The main objective of this project is to unravel whether, and how Helicobacter pylori infection synergizes with mutations occurring early on in the preneoplastic cascade to drive DNA damage, the accumulation of additional mutations, genomic instability and gastric carcinogenesis.
Ongoing and future work
We are currently using cell culture systems and murine organoids, which we manipulate by RNAi and CRISPR, in conjunction with quantitative assays of DNA damage (pulsed-field gel electrophoresis, immunofluorescence microscopy, comet assay), replication stress (DNA fiber assay), genomic instability (micronuclei formation) and malignant transformation to elucidate how gastric cancer driver mutations and Helicobacter pylori infection act in concert to promote gastric carcinogenesis. We are using chromatin immunoprecipitation to identify sites of DNA damage in H. pylori target cells, in combination with bioinformatic analyses of publicly available gastric cancer patient data and suitable mouse models of gastric H. pylori-driven preneoplasia to investigate how infection-induced DNA damage predisposes to gastric carcinogenesis.

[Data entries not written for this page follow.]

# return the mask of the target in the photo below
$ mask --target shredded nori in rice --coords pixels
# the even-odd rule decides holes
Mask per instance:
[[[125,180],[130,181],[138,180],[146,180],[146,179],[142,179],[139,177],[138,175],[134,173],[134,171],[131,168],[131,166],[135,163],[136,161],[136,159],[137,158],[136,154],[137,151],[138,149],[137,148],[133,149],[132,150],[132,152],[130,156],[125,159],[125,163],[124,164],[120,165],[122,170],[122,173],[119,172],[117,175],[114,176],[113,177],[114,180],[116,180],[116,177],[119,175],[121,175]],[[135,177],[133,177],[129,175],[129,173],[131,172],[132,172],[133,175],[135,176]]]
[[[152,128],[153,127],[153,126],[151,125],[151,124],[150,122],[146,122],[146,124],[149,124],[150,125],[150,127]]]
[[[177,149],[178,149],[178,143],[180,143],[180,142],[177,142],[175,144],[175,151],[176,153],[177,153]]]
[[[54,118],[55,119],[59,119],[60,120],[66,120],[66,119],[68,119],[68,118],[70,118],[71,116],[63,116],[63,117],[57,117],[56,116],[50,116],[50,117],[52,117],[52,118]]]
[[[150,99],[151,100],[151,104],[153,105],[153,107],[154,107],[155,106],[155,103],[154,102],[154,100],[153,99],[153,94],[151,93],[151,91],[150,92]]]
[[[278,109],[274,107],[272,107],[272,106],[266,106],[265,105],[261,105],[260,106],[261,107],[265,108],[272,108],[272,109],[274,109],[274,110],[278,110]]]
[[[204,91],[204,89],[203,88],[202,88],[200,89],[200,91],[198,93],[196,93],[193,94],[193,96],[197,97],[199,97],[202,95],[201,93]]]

Bauer M, Nascakova Z, Mihai A, Cheng, P. Levesque, M.P., Lampart, S., Hurwitz R, Pfannkuch, L., Dobrovolna, J. Jacobs M, Bartfeld S, Dohlman, A., Shen, X., Gall T, Salama, N R, Töpfer, A., Weber, A., Meyer, T.F., Janscak, P.* and Müller A.* The ALPK1/TIFA/NF-kB axis links a bacterial carcinogen to replication stress and DNA damage, Nat. Commun. (2020)
Hartung, M.L., Gruber, D.C., Koch, K.N., Grüter, L., Rehrauer, H., Tegtmeyer, N., Backert, S. and Müller, A. Helicobacter pylori-induced DNA double strand breaks are introduced by nucleotide excision repair endonucleases and promote NF-kB target gene expression. Cell Reports. 13:70-9 (2015).
Toller. I.M., Neelsen, K., Steger, M., Hottiger, M.O., Stucki, M., Gerhard, M., Sartori, A.A., Lopes, M. and Müller, A. The carcinogenic bacterial pathogen Helicobacter pylori triggers DNA double strand breaks and a DNA damage response in infected host cells. PNAS 108, 14944-14949 (2011).